Engaging ALL Audiences

In the art world, education not only means understanding the historical value of art, but also skills like critical thought, discussion, and even imagination and creativity. In my internship experiences that have led me to this position today, I have learned a lot about arts education and the value that is has in establishing well-rounded individuals who are engaged in their community. Art Education ties my two interests together: art and engaging the community. We typically think of young children and school-aged groups when considering both general and arts education – but I’m sure that we are all aware that learning happens throughout one’s life and that it is important to maintain it.

Here, I will briefly discuss different age groups and the value of their education in the arts while also touching on some challenges that each demographic presents.

 

Early Childhood (ages 0-5): This age group is very important to connect with and not often recognized. Working with young children is a tough task and requires much manpower, but the benefits of exposing this age group to new settings, artistic representations (color, shapes, three dimensionality), and social interaction prepare children for learning in school. Not to mention such activities make a museum a place of familiarity, comfort, and security – things necessary for later involvement with the museum!
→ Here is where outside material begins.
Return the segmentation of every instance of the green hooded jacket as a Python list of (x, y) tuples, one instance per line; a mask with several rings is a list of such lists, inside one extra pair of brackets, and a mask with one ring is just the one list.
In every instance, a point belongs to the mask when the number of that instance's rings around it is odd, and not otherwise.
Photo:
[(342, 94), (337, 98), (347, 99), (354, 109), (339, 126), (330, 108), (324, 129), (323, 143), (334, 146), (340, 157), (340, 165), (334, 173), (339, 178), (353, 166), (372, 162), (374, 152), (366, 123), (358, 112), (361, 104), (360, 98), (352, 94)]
Youth (6-12): Youth involvement in the arts is probably the most common among education programming at museums, as it is made easier with partnerships with schools. And it is a very very valuable time in a child’s life to make connections to culture and creativity. The activities that engage students with art help develop skills necessary in the 21st century include critical thinking and problem solving, creativity and innovation, and communication and collaboration, among others. The challenge presented here is the decreased funding for the arts in schools: schools no longer have the money to send students to museums. Museums, therefore, are making the efforts to reach out to schools and train teachers on how to incorporate arts into the classroom.

Families: Working with families is very important because it encourages the strengthening of familial bonds within the community. It is important for children and adults, from the same family or not, to interact in a fun and beneficial way; it helps develop refined social skills and creates a place where parents and children can have fun together. Activities geared toward families are moments that individuals can take home with them and reflect on later. This continued engagement is a way to bring consistency to cultural awareness and family bonding.

Teens: This is the group I feel is most important to connect with when it comes to art. Teenagers have a special relationship self-expression, a primary concept in art, especially modern and contemporary. Art institutions can easily harness that energy and put it to good use, helping teens develop professional skills and encourage their youthful creativity at the same time. The challenge with this age group is connecting with them in a “cool” and nonacademic way. Teenagers, I have learned, often want to be responsible for their own choices, a characteristic that needs to be respected if a program is to connect with them.

Young Adults: I feel very connected to this group as well, as I am a young adult myself. Connecting with the young adult population within a community engages a demographic that is often caught up with work and adjusting to the real world to take serious interest in cultural activities. However, engaging this age group is not only an important part of a culturally aware community, but it interests the world’s next leaders in the importance of art education and museums, and therefore, ensures the future success of the arts. Plus, just because we are “adults” now doesn’t mean that we don’t like to make art!

Older Adults: This age group is an interesting one. Many retired individuals establish hobbies, some of which include visiting or volunteering at art museums. We often see higher numbers of attendance and membership from this age group. But beyond cultural involvement, exposing older adults to the arts is beneficial for sustaining activity of the mind. Many programs are being developed around the world that provide space for individuals suffering from dementia and their caregivers to interact with one another and the art before them. The Museum of Modern Art in New York has conducted a pioneering research initiative on this type of programming and its benefits. While these programs are incredibly valuable, these programs are run with a “therapy-like” quality to them and therefore require a higher amount of resources and energy.

 

What I’m getting at with this post, and what I’m learning in my position at the Mint Museum, is that there are a wide variety of audiences that we should reach out to – for the benefit of the museum, for the benefit of the individuals, and for the benefit of the community. But I am also learning that these things take resources that are not always available. No one wants to choose between groups of people to help, but ultimately it can come down to that. Hopefully that choice is only temporary and that eventually, museums can help everyone.